I didn’t use the collar. I thought about it but it’s not necessary even if i want to make it look close to as if the real shirt is wrapped around pants/waist.

I start the pattern from the lower shoulder ‘line’.

The arm sleeves are FULLY made. and sew to the bodice like usually we do when sewing shirt. In this case, that lower shoulder back and front must be ‘a bit’ sew so the sleeve can be sewn on.

After that,  arrange the ‘line’ of lower shoulder back to the front on the pants waist and sew it on.

I actually serge the shirt. It’s difficult to explain how I do it even if I show the pic. My suggestion is, just serge it as you usually do, and you’ll find  a way how to do it next (aka sewing to the waist) naturally. It’s actually easy but a bit ‘confusing’ when doing serge on the sleeves part. Yet, as I said, just do it as you usually do and the rest will come naturally. It’s OK though if you don’t want to serge. Here, i just want to say that it’s POSSIBLE to serge.

This pants is kind of trend but not too hits.
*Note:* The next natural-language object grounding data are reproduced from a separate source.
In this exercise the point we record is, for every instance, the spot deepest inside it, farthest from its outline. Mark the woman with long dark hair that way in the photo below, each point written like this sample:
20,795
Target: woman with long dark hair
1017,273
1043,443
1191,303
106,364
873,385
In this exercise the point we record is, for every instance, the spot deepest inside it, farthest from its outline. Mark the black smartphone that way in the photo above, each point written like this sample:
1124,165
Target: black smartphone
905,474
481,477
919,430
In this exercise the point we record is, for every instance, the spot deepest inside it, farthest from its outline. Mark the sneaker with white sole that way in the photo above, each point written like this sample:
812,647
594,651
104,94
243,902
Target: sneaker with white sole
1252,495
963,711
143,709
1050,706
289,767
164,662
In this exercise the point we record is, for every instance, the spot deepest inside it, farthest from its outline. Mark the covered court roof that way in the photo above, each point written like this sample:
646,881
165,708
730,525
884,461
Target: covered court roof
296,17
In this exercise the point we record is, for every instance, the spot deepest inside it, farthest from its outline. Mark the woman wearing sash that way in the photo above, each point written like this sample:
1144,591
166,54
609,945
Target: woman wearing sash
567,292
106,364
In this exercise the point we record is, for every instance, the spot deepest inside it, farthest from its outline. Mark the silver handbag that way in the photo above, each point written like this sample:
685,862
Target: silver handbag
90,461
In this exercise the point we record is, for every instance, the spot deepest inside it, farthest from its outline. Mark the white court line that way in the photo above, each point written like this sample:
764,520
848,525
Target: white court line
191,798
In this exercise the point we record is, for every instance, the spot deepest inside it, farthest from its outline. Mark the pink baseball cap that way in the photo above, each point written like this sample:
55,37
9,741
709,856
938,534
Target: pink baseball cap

My friend asked me to make one. She gave me an example picture which the placement of the front shirt on the waist is like the right picture. She actually gave me not too clear picture. The focus of of the camera is ok but the pattern of the pants is kinda confusing and makes me hard to read how the maker sew the pants. So, I just figured out myself about the pattern. All I want is the shirt can be natural look when it’s wrapped around the waist.
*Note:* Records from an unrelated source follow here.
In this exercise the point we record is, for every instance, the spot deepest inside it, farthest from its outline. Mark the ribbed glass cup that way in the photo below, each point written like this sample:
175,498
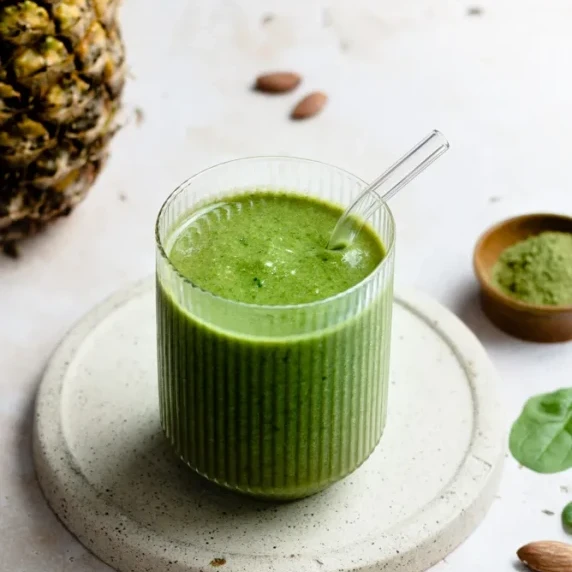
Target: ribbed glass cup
272,401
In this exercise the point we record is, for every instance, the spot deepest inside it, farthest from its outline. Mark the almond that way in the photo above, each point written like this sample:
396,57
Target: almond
547,556
278,82
310,105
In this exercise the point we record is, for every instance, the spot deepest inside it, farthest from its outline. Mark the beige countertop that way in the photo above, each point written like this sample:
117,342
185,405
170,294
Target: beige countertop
497,84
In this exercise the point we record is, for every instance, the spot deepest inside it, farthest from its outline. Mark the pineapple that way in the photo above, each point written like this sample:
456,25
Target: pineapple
61,75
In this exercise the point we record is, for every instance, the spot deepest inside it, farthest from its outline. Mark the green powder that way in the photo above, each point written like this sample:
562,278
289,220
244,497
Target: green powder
537,270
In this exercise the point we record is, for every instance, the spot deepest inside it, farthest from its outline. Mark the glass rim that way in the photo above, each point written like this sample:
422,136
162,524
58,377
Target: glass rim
271,307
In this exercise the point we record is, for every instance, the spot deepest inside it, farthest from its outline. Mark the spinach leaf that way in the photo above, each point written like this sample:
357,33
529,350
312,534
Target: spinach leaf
541,438
567,518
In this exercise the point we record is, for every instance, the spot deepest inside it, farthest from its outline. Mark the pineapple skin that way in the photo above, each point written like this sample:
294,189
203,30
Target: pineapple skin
62,70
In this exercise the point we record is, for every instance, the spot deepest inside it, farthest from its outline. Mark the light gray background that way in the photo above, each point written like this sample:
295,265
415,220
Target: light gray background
497,85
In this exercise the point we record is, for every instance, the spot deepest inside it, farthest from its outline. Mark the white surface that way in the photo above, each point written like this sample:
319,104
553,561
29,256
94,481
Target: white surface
497,85
110,475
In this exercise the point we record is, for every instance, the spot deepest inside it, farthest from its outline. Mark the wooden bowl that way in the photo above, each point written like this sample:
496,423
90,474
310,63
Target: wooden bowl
530,322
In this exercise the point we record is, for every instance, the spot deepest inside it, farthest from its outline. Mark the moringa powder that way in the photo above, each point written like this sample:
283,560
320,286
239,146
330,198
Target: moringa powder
537,270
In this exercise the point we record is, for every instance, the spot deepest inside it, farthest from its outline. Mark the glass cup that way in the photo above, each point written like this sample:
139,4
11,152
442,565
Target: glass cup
275,402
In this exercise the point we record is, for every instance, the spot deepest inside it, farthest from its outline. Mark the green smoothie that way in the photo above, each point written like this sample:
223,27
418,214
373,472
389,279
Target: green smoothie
273,403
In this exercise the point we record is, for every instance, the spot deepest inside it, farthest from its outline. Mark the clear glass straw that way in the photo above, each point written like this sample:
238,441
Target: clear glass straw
385,187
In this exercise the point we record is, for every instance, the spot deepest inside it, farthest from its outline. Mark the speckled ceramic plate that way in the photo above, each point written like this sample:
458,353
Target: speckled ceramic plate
108,473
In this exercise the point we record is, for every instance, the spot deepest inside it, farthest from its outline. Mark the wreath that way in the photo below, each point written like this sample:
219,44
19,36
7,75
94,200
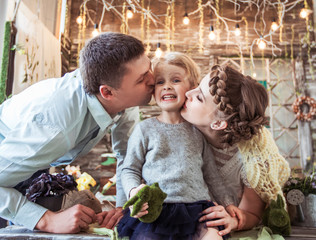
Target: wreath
311,102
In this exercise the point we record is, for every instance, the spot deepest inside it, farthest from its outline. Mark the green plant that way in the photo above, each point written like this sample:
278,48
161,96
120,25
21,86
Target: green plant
306,185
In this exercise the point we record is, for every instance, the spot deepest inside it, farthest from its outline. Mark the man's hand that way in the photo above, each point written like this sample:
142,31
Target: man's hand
71,220
109,219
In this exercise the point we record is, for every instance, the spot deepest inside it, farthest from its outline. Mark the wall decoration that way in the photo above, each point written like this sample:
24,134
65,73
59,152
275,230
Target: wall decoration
38,51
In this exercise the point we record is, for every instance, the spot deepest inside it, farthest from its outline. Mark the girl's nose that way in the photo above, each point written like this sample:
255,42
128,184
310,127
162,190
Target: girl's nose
167,86
188,94
150,79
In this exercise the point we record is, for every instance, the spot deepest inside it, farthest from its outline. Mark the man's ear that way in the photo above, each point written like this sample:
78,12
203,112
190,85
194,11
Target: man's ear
106,92
218,125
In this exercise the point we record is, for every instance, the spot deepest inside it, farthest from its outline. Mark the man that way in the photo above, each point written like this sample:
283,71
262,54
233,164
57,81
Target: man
54,121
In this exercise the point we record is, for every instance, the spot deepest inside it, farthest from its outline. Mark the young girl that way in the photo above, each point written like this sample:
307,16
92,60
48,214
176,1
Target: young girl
229,109
168,150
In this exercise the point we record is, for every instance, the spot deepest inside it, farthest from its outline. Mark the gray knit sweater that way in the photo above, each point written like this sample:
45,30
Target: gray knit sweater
177,157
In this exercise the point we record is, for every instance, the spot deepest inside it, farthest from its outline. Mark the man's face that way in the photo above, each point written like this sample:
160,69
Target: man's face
137,84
My problem now is finding the right fabric. I thought this shirt fabric is thin enough. It may be thin but how it falls is stiff! I’m still going to finish this project because I’ve been thinking of using softener to tame the fabric. Checker fabric for making shirt like this do not have many option in terms of kind of fabrics.

Stretch Fabric Learning

WIP-Stretch Fabric Learning

fabric: jersey stretch

needle: special for stretch fabric #9

This is my second trial. The hand part is bulky because i used interfacing on my lining and the lining covered the bodice’s hand holes. May be for next learning, I should use thinner interfacing. I used common/standard interfacing for this.
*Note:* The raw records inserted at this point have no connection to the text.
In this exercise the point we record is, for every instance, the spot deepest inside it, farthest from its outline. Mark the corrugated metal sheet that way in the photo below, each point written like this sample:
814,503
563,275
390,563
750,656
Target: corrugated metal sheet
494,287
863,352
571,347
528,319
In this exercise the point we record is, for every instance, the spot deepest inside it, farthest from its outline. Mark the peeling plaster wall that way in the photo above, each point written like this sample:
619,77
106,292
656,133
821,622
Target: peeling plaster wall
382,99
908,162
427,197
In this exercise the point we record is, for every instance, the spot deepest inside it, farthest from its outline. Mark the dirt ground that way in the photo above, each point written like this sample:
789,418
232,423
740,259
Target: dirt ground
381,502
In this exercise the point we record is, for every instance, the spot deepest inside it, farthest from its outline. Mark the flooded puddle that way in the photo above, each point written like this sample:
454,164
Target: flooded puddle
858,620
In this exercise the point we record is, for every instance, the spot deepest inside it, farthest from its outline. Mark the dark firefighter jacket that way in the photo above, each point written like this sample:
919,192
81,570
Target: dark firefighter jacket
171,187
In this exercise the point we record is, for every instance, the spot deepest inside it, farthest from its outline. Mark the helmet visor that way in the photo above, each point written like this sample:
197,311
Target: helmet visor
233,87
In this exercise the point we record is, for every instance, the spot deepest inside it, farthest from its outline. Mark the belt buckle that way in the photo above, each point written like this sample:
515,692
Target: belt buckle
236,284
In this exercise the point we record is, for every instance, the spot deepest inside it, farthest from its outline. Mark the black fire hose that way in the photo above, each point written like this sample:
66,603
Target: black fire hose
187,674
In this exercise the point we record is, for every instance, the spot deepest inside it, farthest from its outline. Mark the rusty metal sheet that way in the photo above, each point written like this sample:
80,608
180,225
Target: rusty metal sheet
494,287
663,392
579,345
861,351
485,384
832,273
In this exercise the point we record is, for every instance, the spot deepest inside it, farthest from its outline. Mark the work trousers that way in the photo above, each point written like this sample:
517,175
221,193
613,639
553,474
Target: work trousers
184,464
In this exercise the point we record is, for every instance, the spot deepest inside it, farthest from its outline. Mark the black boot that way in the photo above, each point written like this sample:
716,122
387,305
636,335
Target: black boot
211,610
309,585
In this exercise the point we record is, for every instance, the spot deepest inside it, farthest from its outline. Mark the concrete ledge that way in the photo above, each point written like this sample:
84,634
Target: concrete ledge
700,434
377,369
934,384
I didn’t serge the edge. It may ruin the shape and elasticity. It’s ok for not serging it. My purpose for this learning is to sew stretch fabric for simple shape of clothes as well as learning the finishing technique for this kind of neckline.

Using special needle for stretch fabric is really helpful. I would try this first before using special sewing feet. If it’s sufficient, then it’s ok. I didn’t use special stitch for this as this is for doll. It may not be able to be applied to human clothes sewing. It’s also unable to apply on doll projects like stockings and socks.


Bra R&D Continued

-________- …. i didn’t mean to but i was curious. So, i made another derivation from pattern version 5. I called it Bra version 5-c. -____- . I think, bra R&D has the most numbers of version after asleep eidolon’s pants R&D. I did pants until 5 version too, I think but no such a b c . (^O^)”’.

I plan to stop for a while until bra version 5-c.

One thing I realize after making this version. Big bust tend to suit with ‘low’ shape of bra. I mean, they will look good if the bra doesn’t cover a ‘whole’ bust. Leave out the ‘skin’ and ‘shape’ to show. Perhaps, why my older or first bra versions looked a bit ‘odd’ and ‘conventional’, it was because I made it to cover the ‘bust-skin’ and ‘shape’.